My goodness, I saw it and heard it, bright, shiny, loud, and clear. I know the look a person has in their eyes when God is telling them to say or do something that makes them feel awkward or exposed. I know the sometimes reluctant leap of faith it takes to follow God’s call when you’d rather retreat into your bedroom and sleep for a few years, or put in your ear buds and keep buffing the hallway, in Mr. Smith’s case. I know the burden, the stress and the pressure associated with it, too, and how it shows in your eyes and sounds in your voice and is embodied in body language. Its not all magic and rainbows and happy endings. Following God’s call is never easy and always costs us something. I thanked Mr. Smith and told him I saw what he was saying. He said, “I know you do. Keep doing what you’re doing. Keep moving. That’s all you have to do. You got this, Miss. He’s got you. He hears you. You think you’re not praying right or saying the right words. He knows you. You’re His.” And he walked out of my classroom.

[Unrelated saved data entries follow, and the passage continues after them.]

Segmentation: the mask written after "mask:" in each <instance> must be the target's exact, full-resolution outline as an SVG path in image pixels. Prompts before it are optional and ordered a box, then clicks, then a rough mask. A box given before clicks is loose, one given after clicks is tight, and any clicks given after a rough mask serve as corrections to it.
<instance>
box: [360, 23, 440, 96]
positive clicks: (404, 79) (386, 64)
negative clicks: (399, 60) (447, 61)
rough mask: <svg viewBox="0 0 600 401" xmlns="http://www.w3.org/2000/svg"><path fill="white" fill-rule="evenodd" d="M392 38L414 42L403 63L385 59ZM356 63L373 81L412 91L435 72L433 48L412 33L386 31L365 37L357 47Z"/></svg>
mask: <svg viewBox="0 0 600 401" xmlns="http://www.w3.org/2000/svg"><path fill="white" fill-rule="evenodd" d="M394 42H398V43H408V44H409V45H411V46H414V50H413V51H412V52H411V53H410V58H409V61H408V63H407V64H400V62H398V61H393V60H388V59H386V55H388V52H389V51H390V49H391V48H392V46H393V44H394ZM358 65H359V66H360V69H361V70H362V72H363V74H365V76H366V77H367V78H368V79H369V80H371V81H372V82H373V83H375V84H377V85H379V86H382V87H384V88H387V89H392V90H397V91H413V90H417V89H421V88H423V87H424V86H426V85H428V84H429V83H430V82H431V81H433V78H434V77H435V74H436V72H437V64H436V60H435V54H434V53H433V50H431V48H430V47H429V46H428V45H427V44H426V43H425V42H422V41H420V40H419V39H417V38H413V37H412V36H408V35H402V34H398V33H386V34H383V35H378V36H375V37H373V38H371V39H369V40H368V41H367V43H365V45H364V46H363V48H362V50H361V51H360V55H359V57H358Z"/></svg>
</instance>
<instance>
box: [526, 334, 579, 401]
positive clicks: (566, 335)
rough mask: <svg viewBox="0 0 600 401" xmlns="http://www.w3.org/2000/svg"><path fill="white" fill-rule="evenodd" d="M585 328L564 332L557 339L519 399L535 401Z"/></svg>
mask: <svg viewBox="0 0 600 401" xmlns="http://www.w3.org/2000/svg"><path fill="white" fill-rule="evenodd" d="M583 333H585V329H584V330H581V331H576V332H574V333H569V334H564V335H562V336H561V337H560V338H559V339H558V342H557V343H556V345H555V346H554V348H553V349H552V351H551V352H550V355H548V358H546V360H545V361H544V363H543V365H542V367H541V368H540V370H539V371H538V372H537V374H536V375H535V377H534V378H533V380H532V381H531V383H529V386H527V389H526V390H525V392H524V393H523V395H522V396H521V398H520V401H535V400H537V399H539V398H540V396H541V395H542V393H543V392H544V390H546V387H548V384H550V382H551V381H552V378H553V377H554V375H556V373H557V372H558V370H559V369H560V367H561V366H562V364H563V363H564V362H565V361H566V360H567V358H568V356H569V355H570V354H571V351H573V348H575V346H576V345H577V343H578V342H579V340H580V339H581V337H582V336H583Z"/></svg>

I never lost faith, but my path was so clouded with doubt and desperation. I needed to hear with my ears and see with my eyes that God still had me, and that he always has. I desperately needed reassurance that what I saw in Ren and what we had was very real and not delusional. So I needed it, and in a very tangible fashion that He knew would be a breath of fresh air, God said, “I’m here. I’m listening. Lean not on your own understanding, but on Me. You know Me. You always have. Just keep moving. You got this.”

Since that day about a month ago, I’ve talked to Mr. Smith only a few times. He said what needed to be communicated, and faded back into the background. If La Vega was a wrong turn, and the last several years have been a complete wash, I am okay with that. I needed to have that man walk in my classroom that day. I needed to hear what he had to say from a complete stranger and see the awkward, shifting eyes and the reluctance in the demeanor. My life has not been ideal, but some things I know to be true. I always have. I just needed some reminding.